Councils are being given the power to raise tax for social care by six per cent over the next two years, as part of £900m of extra money, but critics call it a ‘sticking plaster’ for the care sector’s ills.
Sajid Javid, minister for Department for Communities and Local Government said:
‘Local authorities across England will be able to add a three percent levy to council tax bills in 2017/18 and an extra three per cent in 2018/19.’
Communities Secretary, Sajid Javid announced the move in a statement to the House of Commons about the Local Government Finance Settlement. Currently, the social care precept allows councils to raise as much as two percent a year through council tax for adult social care.

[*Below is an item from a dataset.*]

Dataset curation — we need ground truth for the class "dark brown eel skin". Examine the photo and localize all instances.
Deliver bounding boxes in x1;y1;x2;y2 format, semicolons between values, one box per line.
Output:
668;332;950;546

The minister told MPs an additional £652m could be raised from the social care precept (£208m in 2017/18 and £444m in 2018/19).
Mr Javid also announced that over the next two years:
“New money of £240m which otherwise would have gone into the ‘new homes bonus’ budget will be transferred to adult social care budgets.”
Against a backdrop of jeers in the House of Commons, the Minister said of the £652m from the social care precept and £240m from the new homes bonus: “This is £900m additional money over the next two years, which would not have happened had these changes not been announced.”
The minister also said:
“The overall increase in the social care precept over the next three years will remain at six per cent”.
97 per cent of councils have accepted the settlement including South and West Yorkshire and 10 councils have not.